Prolog

622 27 47
                                    

Yeorin.

Jika kau mencari definisi menyedihkan, kau akan mendapatkan foto ku.

Sebenarnya, buang saja. Kau tidak hanya mendapatkan fotoku, kau akan mendapatkan peringatan berkedip dalam huruf merah besar yang berbunyi, PERINGATAN. PECUNDANG. PELACUR INI TIDAK LAYAK WAKTUMU. KEMBALI SEMENTARA MASIH BISA!

Oke, jadi mungkin aku sedikit kasar pada diriku sendiri, tapi bagaimana lagi kau menggambarkan seorang mahasiswa berusia dua puluh dua tahun yang sedang duduk sendirian di apartemennya pada Jumat malam sambil makan es krim langsung dari kotaknya?

Apakah aku sudah menyebutkan bahwa mahasiswa senior ini kebetulan masih perawan karena dia terlalu terpaku pada pria yang bahkan tidak tahu keberadaannya?

Menyedihkan merangkumnya dengan cukup baik. Benar?

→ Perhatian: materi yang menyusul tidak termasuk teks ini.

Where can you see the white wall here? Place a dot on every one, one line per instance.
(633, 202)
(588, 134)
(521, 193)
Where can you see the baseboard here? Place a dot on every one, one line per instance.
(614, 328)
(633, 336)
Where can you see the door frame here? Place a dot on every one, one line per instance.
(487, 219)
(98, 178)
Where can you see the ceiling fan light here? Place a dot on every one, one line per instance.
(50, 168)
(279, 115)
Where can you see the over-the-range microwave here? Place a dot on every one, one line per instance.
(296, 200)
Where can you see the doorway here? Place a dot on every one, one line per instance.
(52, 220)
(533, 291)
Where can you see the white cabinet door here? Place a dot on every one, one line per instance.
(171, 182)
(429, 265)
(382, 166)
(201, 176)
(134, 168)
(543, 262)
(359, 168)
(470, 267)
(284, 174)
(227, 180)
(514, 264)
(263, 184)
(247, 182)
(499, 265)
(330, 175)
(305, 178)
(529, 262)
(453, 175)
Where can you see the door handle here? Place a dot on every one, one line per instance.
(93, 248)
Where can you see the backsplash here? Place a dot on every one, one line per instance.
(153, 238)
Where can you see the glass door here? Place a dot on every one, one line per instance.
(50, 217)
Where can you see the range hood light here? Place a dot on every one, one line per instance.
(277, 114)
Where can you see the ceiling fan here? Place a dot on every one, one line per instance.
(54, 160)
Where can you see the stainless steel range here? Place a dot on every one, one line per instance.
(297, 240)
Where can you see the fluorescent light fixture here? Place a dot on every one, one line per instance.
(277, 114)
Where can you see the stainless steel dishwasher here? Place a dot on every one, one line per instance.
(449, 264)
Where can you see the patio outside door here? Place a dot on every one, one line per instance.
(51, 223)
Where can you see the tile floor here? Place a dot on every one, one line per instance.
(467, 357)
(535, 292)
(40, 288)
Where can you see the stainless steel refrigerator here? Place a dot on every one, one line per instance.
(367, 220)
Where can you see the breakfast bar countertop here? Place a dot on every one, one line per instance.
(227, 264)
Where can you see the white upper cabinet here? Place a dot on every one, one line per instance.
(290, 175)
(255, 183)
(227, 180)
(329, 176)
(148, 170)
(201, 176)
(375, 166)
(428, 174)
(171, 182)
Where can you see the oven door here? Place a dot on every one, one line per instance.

Perguruan tinggi seharusnya menjadi tahun-tahun liar ku. Aku seharusnya menjalaninya, berfoya-foya, dan membuat semua kenangan mengerikan yang akan ku tertawakan di tahun-tahun mendatang. Tapi kelulusan tinggal beberapa bulan lagi, dan sejauh ini, hal paling berani yang pernah kulakukan adalah mabuk di pesta, muntah di taman semak mawar ibuku, dan meminta sahabatku, Lee Seonjoo, mengantarku pulang saat aku mabuk.

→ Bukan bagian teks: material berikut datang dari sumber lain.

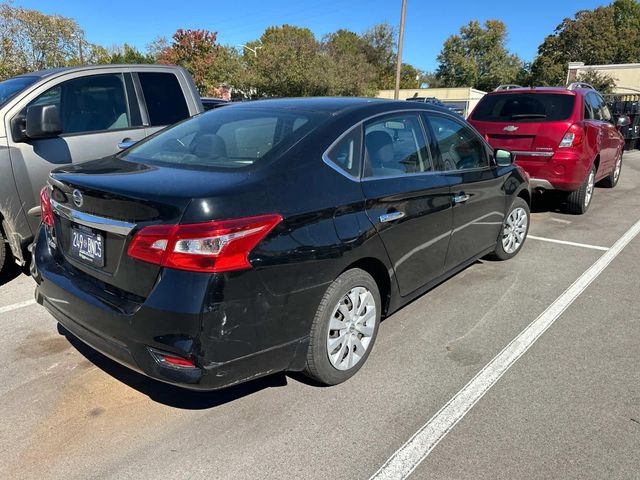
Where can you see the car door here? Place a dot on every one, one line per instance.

Apakah aku menyebutkan ini semua sebelum jam 8 malam?

Tentunya ada kata lain untuk itu.

Bagaimana dengan menyedihkan?

Tercela?

Sial, sengsara sepertinya pengganti yang bagus. Pantas saja aku praktis tidak terlihat oleh lawan jenis. Namun bagi pria tertentu, Choi Jimin, aku tidak terlihat sejak aku masih kecil.

Ketukan terdengar di pintu, dan aku mengerang, meraih selimutku dan menariknya ke atas kepalaku.

"Pergi," seruku melalui apartemen studio kecilku, mengetahui dengan pasti siapa yang berdiri di seberang.

Meskipun pertanyaan yang lebih besar adalah, bagaimana dia bisa melewati pintu masuk utama di bawah?

Aku yakin dia tidak menelponnya. Aku yakin itu Park Sojung yang berada di lantai tiga. Dia akan membiarkan wanita mana pun masuk ke dalam gedung jika dia tersenyum padanya.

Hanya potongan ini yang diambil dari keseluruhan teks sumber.